- Born: c. 1989 (age 36–37)
- Education: Emerson College
- Parent(s): Steven Heller and Louise Fili

= Nicolas Heller =

American filmmaker and social media personality

Nicolas "Nico" Heller (born c. 1989), better known as "New York Nico", is an American documentary film director, and social media personality known for his Instagram account @newyorknico. Nicknamed the "Unofficial Talent Scout of New York", Heller uses his platform to share photos, videos and stories showcasing life in New York City. In 2025, his commercial for Katz's Delicatessen won a New York Emmy Award.

== Early life and career ==
Nico is the son of art director Steven Heller and graphic designer Louise Fili. He grew up in New York City and attended the Little Red School House and Elisabeth Irwin High School. He obtained a degree in film from Emerson College and has gone on to create music videos, commercials, documentaries, and more under his production company, Heller Films. He first garnered attention for finding and recording offbeat New Yorkers.

Heller Films' ordinary operation was put on pause during the COVID-19 pandemic, and subsequent lockdown in New York City. During this time, Heller held a contest for Best New York Accent. New Yorkers in quarantine sent him video clips of their accents. The resulting videos went viral, and the project was picked up by mainstream media including The New York Times and CNN.

Heller used the New York-themed contest platform to raise hundreds of thousands of dollars for charity. Small businesses are highlighted regularly on his social media channel to bring awareness to their fight to stay in business during the economic challenges of COVID-19, including Astor Place Hairstylists, Ray's Candy Store, Army & Navy Bags, Veselka and more.

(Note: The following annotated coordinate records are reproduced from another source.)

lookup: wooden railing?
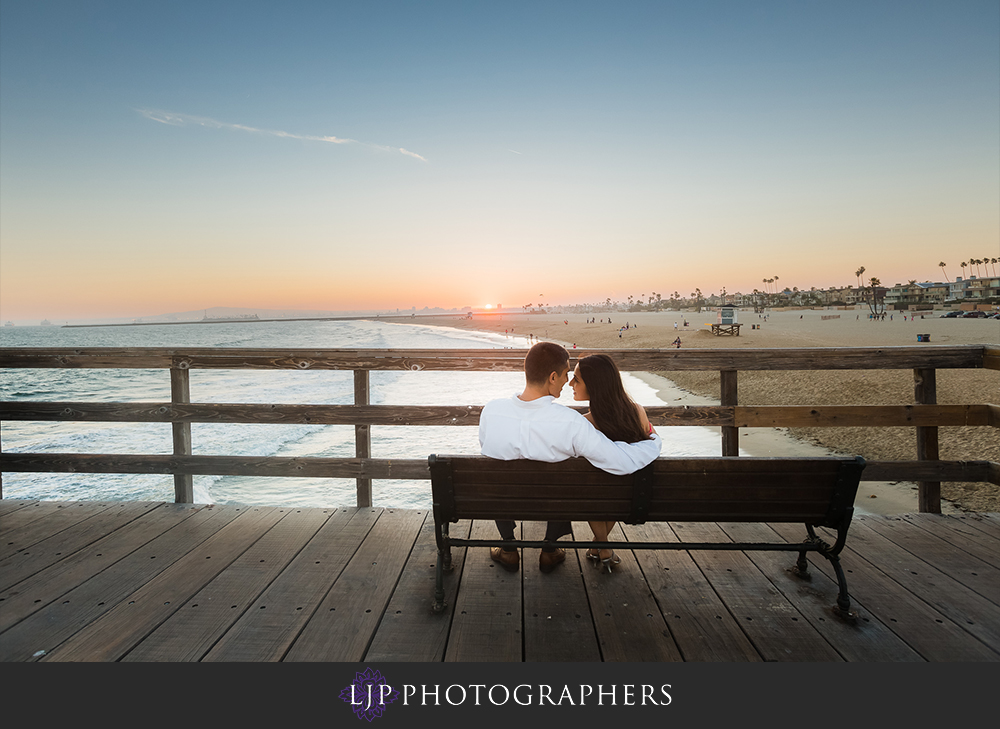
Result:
[0,345,1000,513]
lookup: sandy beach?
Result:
[392,309,1000,514]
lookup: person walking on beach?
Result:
[570,354,655,572]
[479,342,662,572]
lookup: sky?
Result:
[0,0,1000,321]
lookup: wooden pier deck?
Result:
[0,500,1000,662]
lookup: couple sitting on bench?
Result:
[479,342,662,572]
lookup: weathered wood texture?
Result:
[0,344,984,372]
[0,453,1000,485]
[0,501,1000,662]
[0,401,1000,428]
[0,345,1000,511]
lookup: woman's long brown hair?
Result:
[577,354,649,443]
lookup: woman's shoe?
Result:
[601,550,622,575]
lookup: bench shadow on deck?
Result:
[0,500,1000,662]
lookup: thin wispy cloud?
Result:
[136,109,427,162]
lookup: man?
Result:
[479,342,662,572]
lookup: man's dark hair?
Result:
[524,342,569,385]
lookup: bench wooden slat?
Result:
[428,455,865,619]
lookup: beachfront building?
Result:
[885,281,949,309]
[948,276,976,301]
[965,276,1000,300]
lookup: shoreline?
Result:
[380,309,1000,515]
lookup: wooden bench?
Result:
[428,455,865,622]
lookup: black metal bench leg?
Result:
[789,549,812,580]
[431,549,451,613]
[826,554,858,623]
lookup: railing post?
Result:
[170,367,194,504]
[719,370,740,456]
[354,370,372,506]
[913,368,941,514]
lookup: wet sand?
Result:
[386,309,1000,514]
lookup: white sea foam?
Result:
[0,321,732,508]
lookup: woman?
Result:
[569,354,653,572]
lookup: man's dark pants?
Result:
[497,519,573,552]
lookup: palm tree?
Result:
[868,278,885,315]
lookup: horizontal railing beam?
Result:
[0,344,984,372]
[0,402,1000,428]
[0,453,1000,485]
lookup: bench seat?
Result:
[428,455,865,620]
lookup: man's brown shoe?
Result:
[490,547,521,572]
[538,547,566,572]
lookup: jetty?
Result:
[0,345,1000,662]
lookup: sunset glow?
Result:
[0,1,1000,323]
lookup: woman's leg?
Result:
[587,521,614,559]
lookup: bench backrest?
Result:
[428,455,864,528]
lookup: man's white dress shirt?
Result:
[479,395,663,475]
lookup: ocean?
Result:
[0,320,720,508]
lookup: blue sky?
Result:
[0,0,1000,319]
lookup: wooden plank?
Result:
[0,401,997,428]
[0,453,997,484]
[0,501,158,592]
[913,367,941,514]
[364,514,472,662]
[0,501,115,559]
[0,401,492,426]
[722,524,924,663]
[0,453,430,479]
[770,517,998,662]
[899,514,1000,568]
[524,522,601,663]
[202,507,382,662]
[851,517,1000,612]
[170,367,194,504]
[41,506,290,661]
[861,461,994,483]
[0,344,992,372]
[445,521,524,663]
[121,509,330,662]
[622,522,762,663]
[952,514,1000,539]
[354,370,372,507]
[719,370,740,456]
[0,506,241,661]
[284,509,424,662]
[0,504,203,642]
[983,344,1000,370]
[583,524,683,662]
[671,523,843,661]
[733,404,991,428]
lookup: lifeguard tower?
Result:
[712,306,740,337]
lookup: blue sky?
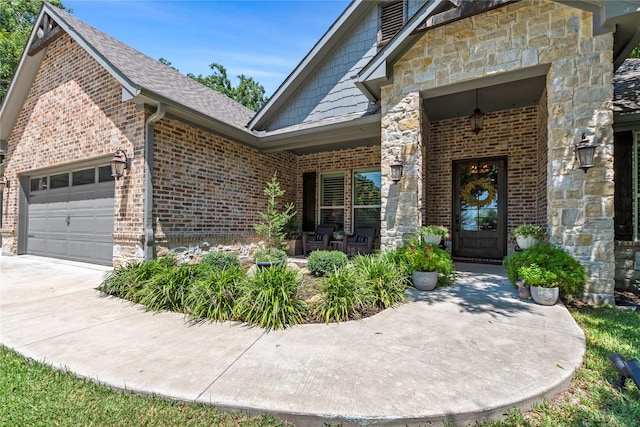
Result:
[62,0,349,96]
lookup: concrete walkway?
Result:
[0,256,585,426]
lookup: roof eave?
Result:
[260,114,380,153]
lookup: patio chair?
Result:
[344,227,378,256]
[302,225,336,256]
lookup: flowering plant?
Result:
[418,225,449,239]
[403,238,454,282]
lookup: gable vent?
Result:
[378,0,405,46]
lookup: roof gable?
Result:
[0,3,257,144]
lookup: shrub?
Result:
[353,253,407,308]
[314,265,371,323]
[307,251,348,277]
[234,264,306,329]
[185,266,245,322]
[98,256,178,302]
[503,242,587,294]
[137,264,205,312]
[200,252,240,270]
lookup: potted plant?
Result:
[284,215,302,256]
[418,225,449,245]
[520,264,560,305]
[511,224,547,249]
[402,238,455,291]
[253,173,296,266]
[503,242,587,304]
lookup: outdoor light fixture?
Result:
[574,133,597,173]
[111,150,130,179]
[389,156,402,184]
[469,89,484,135]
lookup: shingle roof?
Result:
[613,59,640,115]
[47,7,255,131]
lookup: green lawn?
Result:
[0,308,640,427]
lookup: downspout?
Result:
[143,103,167,261]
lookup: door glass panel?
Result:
[30,176,47,192]
[49,172,69,190]
[460,163,498,231]
[71,168,96,186]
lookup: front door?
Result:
[451,158,507,260]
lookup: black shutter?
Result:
[302,172,316,231]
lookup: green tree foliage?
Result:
[0,0,71,102]
[186,62,269,111]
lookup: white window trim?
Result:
[351,168,382,230]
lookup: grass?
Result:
[0,347,287,427]
[5,292,640,427]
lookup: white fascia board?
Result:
[44,3,140,101]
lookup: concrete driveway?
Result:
[0,256,585,426]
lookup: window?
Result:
[378,0,406,47]
[353,171,382,229]
[71,168,96,186]
[49,172,69,190]
[320,173,344,230]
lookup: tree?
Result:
[185,61,269,111]
[0,0,71,102]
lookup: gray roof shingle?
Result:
[49,7,255,132]
[613,59,640,115]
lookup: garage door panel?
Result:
[27,176,115,265]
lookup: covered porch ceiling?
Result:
[423,75,546,121]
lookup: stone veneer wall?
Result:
[2,34,145,254]
[381,0,615,303]
[295,145,380,232]
[424,106,546,251]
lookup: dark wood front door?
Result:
[451,158,507,260]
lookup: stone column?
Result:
[548,52,615,305]
[380,92,423,249]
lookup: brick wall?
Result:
[423,106,546,244]
[154,119,297,251]
[2,34,144,253]
[296,145,380,232]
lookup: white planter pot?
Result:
[413,271,438,291]
[529,286,560,305]
[422,234,442,245]
[516,236,538,249]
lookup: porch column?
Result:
[547,53,615,305]
[380,90,423,249]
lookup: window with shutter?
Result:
[320,173,344,230]
[378,0,406,47]
[353,170,382,228]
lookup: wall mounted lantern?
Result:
[469,89,484,135]
[389,156,403,184]
[111,150,131,179]
[574,133,597,173]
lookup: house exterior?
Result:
[0,0,640,303]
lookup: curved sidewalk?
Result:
[0,256,585,426]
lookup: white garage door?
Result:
[27,166,115,265]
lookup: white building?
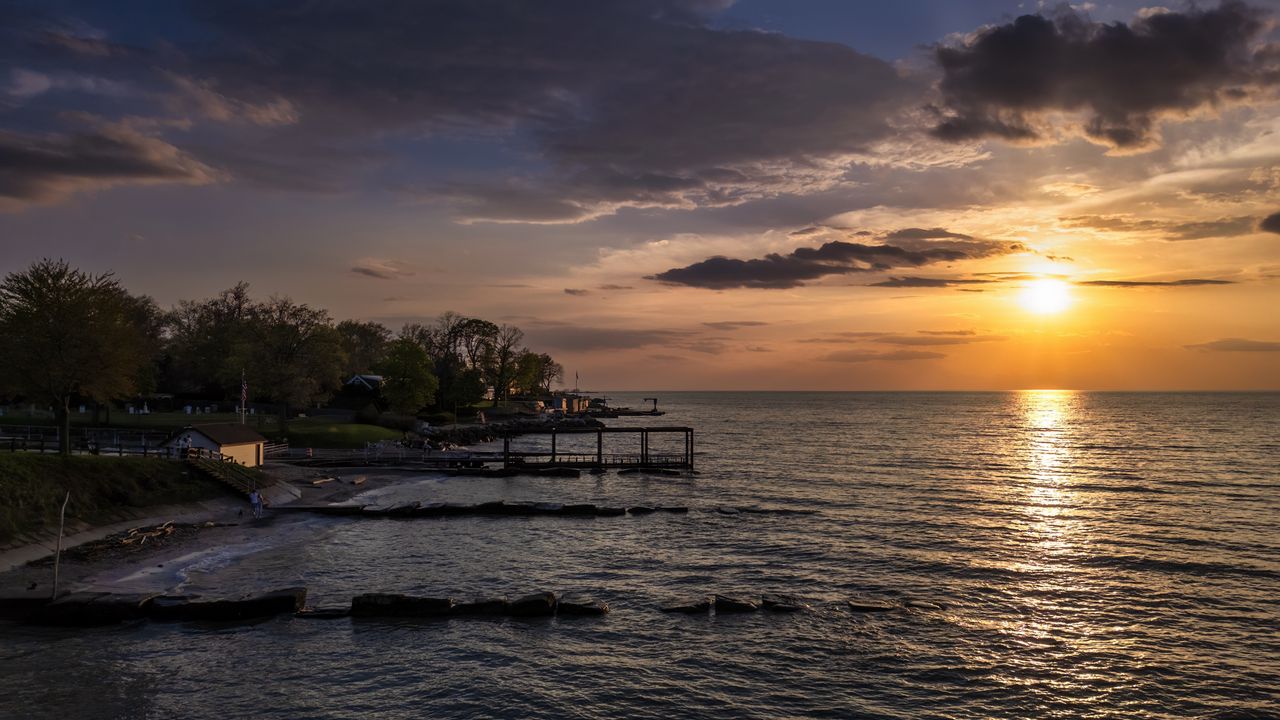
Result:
[164,424,266,468]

In 2024 Heller released New York Nico's Guide to NYC (HarperCollins, ISBN 978-0-0633198-0-6), an illustrated guidebook to New York City.

== Personal life ==
Heller lives in Brooklyn. In 2025 he married a graphic designer, Naomi Otsu, with a wedding reception at Katz's Delicatessen, covered by The New York Times Styles desk.

== MTA collaborations ==
In November 2020, Heller announced a venture with MTA to enlist celebrities and notable New Yorkers to record public messages for use in the New York City subway. As of Spring 2020, messages have been recorded by:

- Cam'ron
- Fran Lebowitz
- Whoopi Goldberg
- Young M.A.
- Jerry Seinfeld
- Edie Falco
- Bowen Yang
- Awkwafina
- Angie Martinez
- Bob the Drag Queen
- Debi Mazar
- Michael Rapaport
- Jadakiss
- DesusNice
- The Kid Mero
- MaliibuMitch
- Dave East
- FivioForeign
- Pat Kiernan
- Angela Yee
- Peter Rosenberg
- Ilana Glazer
- Michael Kay
- Eric Andre
- Abbi Jacobson

In December 2024, Instagram and MTA collaborated and had Metrocards sold featuring New York Nico.

== Recent work ==
=== Katz's Delicatessen commercial (2024) ===
In November 2024, Heller directed, co-wrote, and self-financed "Twins," the first-ever commercial in the 136-year history of Katz's Delicatessen. The 80-second spot, made with creative agency m ss ng p eces, stars Dave Roffe of the Instagram account Old Jewish Men as a pair of twin brothers and promotes Katz's nationwide shipping service. Heller produced the commercial in exchange for the right to hold his wedding reception at the deli. The spot won a New York Emmy Award for Commercial (Single Spot) at the 68th Annual New York Emmy Awards in October 2025.

=== 26.2 (2025) ===
In October 2025, Heller premiered 26.2: Journey to the Finish Line of the NYC Marathon, a 35-minute documentary short following four runners in New York Road Runners' Team Inspire as they trained for the 2024 New York City Marathon. The four featured subjects — Joel Kaufman, Johnny Pye, Ladawn Jefferson, and Shaquille Roberts — included a stroke survivor, a cancer survivor, a house-fire survivor, and the 2023 marathon's official final finisher. The film was co-produced by Heller Films, m ss ng p eces, and New York Road Runners' East 89th Street Productions, premiered at AMC Lincoln Square 13 in Manhattan, and was distributed by Tribeca Films via YouTube.

=== Revival of the Fittest ===
In December 2025, Heller launched Revival of the Fittest, an Instagram-based series filmed at Village Revival Records, a record store in Greenwich Village, Manhattan. The show centers on a recurring cast of regulars who gather there, with each two-minute episode capturing off-the-cuff conversations about music, culture, and daily life.